Anito: Defend a Land Enraged is a role-playing video game based on Filipino mythology and folklore developed by Anino Entertainment, an independent video game company based in Manila, Philippines. It was released on November 22, 2003, for Microsoft Windows.

Anito: Defend a Land Enraged is the first video game that was produced and designed entirely by a team of Filipino game developers. The game also became a turning point that spawned the birth of game development industry in the Philippines.

==Gameplay==
The gameplay in Anito: Defend a Land Enraged is centered around combat and exploration. Players navigate the game's open-world environment using a combination of keyboard and mouse controls. They can engage in combat with various enemy types using a variety of weapons and abilities, including swords, shields, and ranged weapons. Players can also interact with non-playable characters (NPCs) and complete quests to progress through the story and unlock new abilities and equipment.

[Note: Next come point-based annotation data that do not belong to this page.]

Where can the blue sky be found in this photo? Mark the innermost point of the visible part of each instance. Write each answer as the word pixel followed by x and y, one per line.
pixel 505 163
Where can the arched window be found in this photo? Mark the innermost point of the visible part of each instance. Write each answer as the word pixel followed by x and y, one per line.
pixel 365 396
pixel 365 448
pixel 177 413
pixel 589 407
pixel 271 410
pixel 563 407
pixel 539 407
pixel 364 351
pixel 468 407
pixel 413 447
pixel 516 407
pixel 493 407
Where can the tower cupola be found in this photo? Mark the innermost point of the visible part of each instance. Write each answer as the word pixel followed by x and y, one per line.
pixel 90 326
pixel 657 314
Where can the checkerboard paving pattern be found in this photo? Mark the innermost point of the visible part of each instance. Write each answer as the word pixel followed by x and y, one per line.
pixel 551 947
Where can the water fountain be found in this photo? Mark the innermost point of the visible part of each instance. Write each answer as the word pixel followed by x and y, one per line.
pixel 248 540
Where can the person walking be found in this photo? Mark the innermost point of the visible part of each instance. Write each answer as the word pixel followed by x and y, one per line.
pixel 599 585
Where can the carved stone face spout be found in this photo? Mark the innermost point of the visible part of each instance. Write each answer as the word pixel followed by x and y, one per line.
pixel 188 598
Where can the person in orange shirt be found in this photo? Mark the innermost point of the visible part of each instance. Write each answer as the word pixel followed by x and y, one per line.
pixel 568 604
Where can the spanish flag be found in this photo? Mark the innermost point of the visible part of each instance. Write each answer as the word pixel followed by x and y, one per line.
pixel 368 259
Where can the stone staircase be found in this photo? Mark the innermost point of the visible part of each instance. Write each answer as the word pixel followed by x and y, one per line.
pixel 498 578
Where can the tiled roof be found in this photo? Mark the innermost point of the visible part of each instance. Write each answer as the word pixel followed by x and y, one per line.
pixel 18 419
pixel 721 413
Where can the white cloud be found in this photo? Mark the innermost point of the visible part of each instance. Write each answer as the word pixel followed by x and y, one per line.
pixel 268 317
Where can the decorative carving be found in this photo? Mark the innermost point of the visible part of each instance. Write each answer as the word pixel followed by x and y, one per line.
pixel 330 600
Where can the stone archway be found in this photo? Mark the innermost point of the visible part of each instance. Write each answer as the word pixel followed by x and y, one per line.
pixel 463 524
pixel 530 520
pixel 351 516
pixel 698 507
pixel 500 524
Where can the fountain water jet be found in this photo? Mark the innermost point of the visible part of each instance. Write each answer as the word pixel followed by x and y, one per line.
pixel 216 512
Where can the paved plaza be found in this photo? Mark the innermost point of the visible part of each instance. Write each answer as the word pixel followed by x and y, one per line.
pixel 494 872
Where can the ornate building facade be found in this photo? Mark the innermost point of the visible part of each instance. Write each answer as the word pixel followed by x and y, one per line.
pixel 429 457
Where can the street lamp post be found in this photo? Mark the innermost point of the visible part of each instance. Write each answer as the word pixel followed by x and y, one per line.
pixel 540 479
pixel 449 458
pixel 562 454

In addition to combat and exploration, Anito: Defend a Land Enraged features a variety of other gameplay elements, including puzzle-solving and resource management. Players must gather resources and craft items to survive and progress through the game, and they can also upgrade their character's abilities and equipment as they progress.

==Plot==
Anito is set in the 16th century on the island Maroka in Asia. Maroka is besieged both by internal conflict and armored invaders from a faraway place who are slowly turning the land into their monarch's colony. Datu Maktan - leader of the Mangatiwala tribe and the land's most influential peacemaker - mysteriously disappears, and it is up to his children Agila and Maya to find him and restore delicate peace that their father has kept in balance before conflicting forces tear the land apart.

==Development==
Anito is the first Filipino-made PC game. Its production started in October 2001. After two years of development, Philippine indie game developer Anino Entertainment launched its pioneering project, Anito: Defend A Land Enraged. The game was released in the US on November 20, 2003, and in Europe on November 20, 2003. It was made available in stores and for online purchase in the Philippines on November 22, 2003.

===Development team===

| Developer | Position |
|---|---|
| Niel Dagondon | Producer and Programmer |
| Michael Rivero | Creative Art Director |
| Gabby Dizon | Designer |

==Reception and awards==

Anito: Defend a Land Enraged has received average to negative reviews, with a score of 63 on Metacritic and 55.80% on GameRankings.

Anito won in the Innovation in Audio category at The 12th Annual Independent Games Festival in 2004.